Why has healthcare not adopted BPM (business process management)? Will it ever? -@adityapp 5/22/14
Actually, different forms of business process management, depending on how broadly or narrowly one defines it, are beginning to seep into healthcare. If one includes Lean management, Six Sigma, and the Toyota Production System, then yes, healthcare has begun to adopt versions of business process management.

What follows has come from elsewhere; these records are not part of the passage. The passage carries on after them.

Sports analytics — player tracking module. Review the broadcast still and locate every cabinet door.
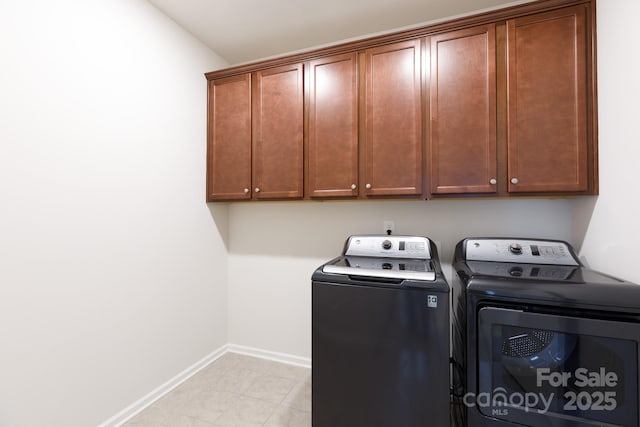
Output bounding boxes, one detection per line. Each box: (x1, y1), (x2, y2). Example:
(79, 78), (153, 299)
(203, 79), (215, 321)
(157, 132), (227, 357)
(253, 64), (303, 199)
(308, 53), (358, 197)
(507, 6), (588, 192)
(429, 24), (497, 194)
(364, 40), (423, 196)
(207, 74), (251, 201)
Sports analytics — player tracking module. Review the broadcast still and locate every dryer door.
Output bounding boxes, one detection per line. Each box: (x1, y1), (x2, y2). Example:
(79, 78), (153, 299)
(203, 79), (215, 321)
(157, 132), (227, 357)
(472, 307), (640, 427)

I’m not aware of any hospital that specifically has embraced BPM in its strictest sense; but many hospitals are embracing related concepts, including Lean, Six Sigma, and the Toyota Production System, and applying those concepts to a wide variety of clinical and non-clinical process and operations. Indeed, one hospital organization, Virginia Mason Medical Center in Seattle, has gone so far as to create an institute to showcase the gains it has made using the Toyota Production System (TPS), and Virginia Mason’s chairman and CEO, Gary S. Kaplan, M.D., in 2011 co-authored a book with author and journalist Charles Kenney that recounts the journey up to that time, that the organization had made in adopting TPS principles and applying them to a vast range of clinical and non-clinical processes.
So though strictly defined BPM has not yet had a significant impact on healthcare operations, its close cousins Lean, Six Sigma, and TPS definitely have, and are becoming more and more widely applied across the full spectrum of operations in patient care organizations nationwide.